Spoofed training data for speech spoofing countermeasure can be efficiently created using neural vocoders

Authors: Xin Wang, Junichi Yamagishi

Published: 2022-10-19 14:10:02+00:00

AI Summary

This paper proposes a method for efficiently creating spoofed training data for speech spoofing countermeasures using neural vocoders, instead of relying on computationally expensive TTS and VC systems. A contrastive feature loss is introduced to improve the training process by leveraging the relationship between bona fide and spoofed data pairs.

Abstract

A good training set for speech spoofing countermeasures requires diverse TTS and VC spoofing attacks, but generating TTS and VC spoofed trials for a target speaker may be technically demanding.
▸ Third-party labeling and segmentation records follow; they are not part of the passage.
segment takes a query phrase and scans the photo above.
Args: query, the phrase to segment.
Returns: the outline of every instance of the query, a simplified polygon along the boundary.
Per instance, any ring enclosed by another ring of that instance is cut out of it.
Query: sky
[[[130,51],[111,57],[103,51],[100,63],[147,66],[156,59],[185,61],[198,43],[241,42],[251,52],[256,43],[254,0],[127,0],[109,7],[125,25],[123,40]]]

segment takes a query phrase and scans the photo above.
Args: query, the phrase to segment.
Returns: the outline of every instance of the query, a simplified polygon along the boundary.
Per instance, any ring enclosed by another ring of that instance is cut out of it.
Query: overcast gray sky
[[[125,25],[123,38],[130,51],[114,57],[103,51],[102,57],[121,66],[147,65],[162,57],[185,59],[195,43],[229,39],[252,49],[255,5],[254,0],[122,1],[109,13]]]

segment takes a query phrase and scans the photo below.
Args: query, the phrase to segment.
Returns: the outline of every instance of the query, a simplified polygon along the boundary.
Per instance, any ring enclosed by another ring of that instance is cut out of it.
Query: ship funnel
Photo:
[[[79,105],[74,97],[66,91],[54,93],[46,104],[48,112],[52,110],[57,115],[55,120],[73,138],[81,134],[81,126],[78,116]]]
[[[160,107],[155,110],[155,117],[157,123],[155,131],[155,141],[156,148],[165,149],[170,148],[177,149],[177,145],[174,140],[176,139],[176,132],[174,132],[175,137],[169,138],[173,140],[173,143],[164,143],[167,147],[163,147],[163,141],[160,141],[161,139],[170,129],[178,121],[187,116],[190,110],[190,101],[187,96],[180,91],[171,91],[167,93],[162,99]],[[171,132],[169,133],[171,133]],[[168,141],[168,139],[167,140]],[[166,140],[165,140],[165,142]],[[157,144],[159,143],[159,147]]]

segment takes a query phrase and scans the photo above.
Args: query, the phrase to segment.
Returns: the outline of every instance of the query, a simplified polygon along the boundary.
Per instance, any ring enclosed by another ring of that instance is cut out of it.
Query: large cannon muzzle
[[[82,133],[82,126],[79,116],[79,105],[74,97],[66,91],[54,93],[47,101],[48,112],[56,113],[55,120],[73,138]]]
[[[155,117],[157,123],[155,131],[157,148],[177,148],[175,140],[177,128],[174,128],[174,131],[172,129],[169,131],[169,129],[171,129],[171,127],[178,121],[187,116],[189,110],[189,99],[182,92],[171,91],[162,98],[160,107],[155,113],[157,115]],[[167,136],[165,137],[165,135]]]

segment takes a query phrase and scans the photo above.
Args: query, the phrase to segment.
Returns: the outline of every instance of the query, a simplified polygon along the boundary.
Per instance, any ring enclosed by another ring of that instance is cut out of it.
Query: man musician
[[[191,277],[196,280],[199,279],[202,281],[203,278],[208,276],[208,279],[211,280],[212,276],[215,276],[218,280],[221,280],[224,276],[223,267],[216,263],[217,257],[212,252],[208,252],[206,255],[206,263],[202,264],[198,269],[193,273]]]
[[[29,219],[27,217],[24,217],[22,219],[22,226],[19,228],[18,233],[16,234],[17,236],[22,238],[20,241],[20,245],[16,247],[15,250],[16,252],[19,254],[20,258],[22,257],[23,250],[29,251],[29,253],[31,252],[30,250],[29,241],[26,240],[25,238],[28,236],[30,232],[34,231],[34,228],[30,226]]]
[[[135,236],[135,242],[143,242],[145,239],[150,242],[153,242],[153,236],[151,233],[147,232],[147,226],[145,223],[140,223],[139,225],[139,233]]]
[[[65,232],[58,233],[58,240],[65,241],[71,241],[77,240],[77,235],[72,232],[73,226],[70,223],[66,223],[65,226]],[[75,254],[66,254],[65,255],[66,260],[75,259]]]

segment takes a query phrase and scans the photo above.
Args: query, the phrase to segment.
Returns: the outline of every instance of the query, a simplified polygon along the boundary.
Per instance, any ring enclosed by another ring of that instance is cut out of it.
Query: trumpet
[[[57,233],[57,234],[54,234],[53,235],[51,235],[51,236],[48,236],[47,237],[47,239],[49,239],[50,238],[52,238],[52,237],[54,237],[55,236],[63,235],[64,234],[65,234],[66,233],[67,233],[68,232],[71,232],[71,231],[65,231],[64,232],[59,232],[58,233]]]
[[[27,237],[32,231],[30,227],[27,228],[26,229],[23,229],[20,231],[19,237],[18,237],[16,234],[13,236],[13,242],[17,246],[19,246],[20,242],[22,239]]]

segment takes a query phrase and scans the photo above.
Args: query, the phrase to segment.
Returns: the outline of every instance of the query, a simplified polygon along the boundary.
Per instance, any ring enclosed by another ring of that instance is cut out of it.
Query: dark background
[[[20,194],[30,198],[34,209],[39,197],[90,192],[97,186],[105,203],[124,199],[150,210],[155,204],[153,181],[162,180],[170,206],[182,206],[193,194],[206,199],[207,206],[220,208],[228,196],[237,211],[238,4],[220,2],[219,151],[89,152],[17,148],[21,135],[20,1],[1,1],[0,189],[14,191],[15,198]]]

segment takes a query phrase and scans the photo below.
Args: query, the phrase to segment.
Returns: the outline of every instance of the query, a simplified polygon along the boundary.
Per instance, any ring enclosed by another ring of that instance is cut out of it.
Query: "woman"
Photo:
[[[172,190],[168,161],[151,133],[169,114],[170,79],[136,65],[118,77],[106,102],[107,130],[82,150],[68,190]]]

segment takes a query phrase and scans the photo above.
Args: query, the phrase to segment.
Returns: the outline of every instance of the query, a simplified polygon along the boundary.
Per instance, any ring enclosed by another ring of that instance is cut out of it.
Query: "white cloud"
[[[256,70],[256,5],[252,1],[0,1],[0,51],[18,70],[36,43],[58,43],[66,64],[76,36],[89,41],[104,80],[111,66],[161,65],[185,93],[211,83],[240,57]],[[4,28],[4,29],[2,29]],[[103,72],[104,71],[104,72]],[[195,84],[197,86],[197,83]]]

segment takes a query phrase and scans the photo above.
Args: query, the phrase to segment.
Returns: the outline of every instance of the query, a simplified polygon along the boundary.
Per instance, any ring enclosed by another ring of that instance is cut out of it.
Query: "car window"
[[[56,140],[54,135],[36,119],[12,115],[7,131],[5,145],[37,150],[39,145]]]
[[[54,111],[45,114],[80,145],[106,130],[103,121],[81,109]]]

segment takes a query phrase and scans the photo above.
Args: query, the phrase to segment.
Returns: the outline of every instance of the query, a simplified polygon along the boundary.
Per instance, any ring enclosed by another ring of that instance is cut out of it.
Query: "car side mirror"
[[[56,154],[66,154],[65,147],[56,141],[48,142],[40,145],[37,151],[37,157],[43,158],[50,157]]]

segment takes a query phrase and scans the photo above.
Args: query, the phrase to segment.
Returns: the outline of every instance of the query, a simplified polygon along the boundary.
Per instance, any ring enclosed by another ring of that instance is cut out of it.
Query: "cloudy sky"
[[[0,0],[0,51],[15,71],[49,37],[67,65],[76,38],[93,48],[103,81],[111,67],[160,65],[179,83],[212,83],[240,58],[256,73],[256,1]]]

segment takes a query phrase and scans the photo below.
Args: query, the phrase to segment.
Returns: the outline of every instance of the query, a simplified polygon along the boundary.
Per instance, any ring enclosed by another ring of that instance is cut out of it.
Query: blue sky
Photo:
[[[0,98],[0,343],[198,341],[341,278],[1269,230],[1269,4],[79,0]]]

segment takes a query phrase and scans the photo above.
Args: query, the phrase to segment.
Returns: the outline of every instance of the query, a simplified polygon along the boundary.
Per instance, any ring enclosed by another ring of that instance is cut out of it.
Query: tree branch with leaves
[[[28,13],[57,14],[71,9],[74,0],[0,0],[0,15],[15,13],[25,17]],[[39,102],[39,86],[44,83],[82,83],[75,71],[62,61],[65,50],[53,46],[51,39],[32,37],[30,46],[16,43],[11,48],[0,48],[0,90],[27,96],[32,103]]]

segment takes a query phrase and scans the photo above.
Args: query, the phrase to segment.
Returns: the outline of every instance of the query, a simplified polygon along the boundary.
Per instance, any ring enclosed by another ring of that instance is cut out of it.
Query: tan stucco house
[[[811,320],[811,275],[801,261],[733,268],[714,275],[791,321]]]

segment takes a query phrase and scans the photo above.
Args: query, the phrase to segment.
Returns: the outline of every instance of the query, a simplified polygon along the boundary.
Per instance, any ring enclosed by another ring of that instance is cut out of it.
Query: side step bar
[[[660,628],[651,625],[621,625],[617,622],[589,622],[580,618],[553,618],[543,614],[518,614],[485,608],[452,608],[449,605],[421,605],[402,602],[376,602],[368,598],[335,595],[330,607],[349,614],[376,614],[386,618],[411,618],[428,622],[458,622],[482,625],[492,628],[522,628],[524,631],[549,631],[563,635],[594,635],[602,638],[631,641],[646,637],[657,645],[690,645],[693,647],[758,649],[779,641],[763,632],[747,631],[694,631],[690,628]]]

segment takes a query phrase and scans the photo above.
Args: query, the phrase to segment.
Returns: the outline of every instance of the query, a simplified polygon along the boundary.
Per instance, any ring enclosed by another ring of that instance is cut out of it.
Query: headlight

Instead of using full-fledged TTS and VC systems, this study uses neural-network-based vocoders to do copy-synthesis on bona fide utterances. The output data can be used as spoofed data. To make better use of pairs of bona fide and spoofed data, this study introduces a contrastive feature loss that can be plugged into the standard training criterion. On the basis of the bona fide trials from the ASVspoof 2019 logical access training set, this study empirically compared a few training sets created in the proposed manner using a few neural non-autoregressive vocoders. Results on multiple test sets suggest good practices such as fine-tuning neural vocoders using bona fide data from the target domain. The results also demonstrated the effectiveness of the contrastive feature loss. Combining the best practices, the trained CM achieved overall competitive performance. Its EERs on the ASVspoof 2021 hidden subsets also outperformed the top-1 challenge submission.


Key findings
Fine-tuning neural vocoders on target domain bona fide data and employing the contrastive feature loss significantly improved the countermeasure's performance. The resulting countermeasure achieved competitive performance on multiple benchmark datasets, even outperforming the top-1 submission in ASVspoof 2021 hidden subsets.
Approach
The authors use neural vocoders to perform copy-synthesis on bona fide utterances, generating spoofed data. A contrastive feature loss is incorporated into the training criterion to better utilize the pairs of bona fide and spoofed data.
Datasets
ASVspoof 2019 logical access training set (LA19trn), ASVspoof 2019 LA development set, ASVspoof 2019 LA test set (LA19eval), ASVspoof 2021 LA evaluation subsets (LA21eval), ASVspoof 2021 DF evaluation subsets (DF21eval), ASVspoof 2021 hidden subsets (LA21hid, DF21hid), WaveFake, In the Wild (InWild), LibriTTS
Model(s)
Wav2vec 2.0 (for feature extraction), a feedforward classifier, HiFiGAN, Parallel WaveGAN (PWG), MultiBand MelGAN, Harmonic-plus-noise neural source-filter model (Hn-NSF), combination of Hn-NSF and HiFiGAN (NSF-HiFiGAN), WaveGlow
Author countries
Japan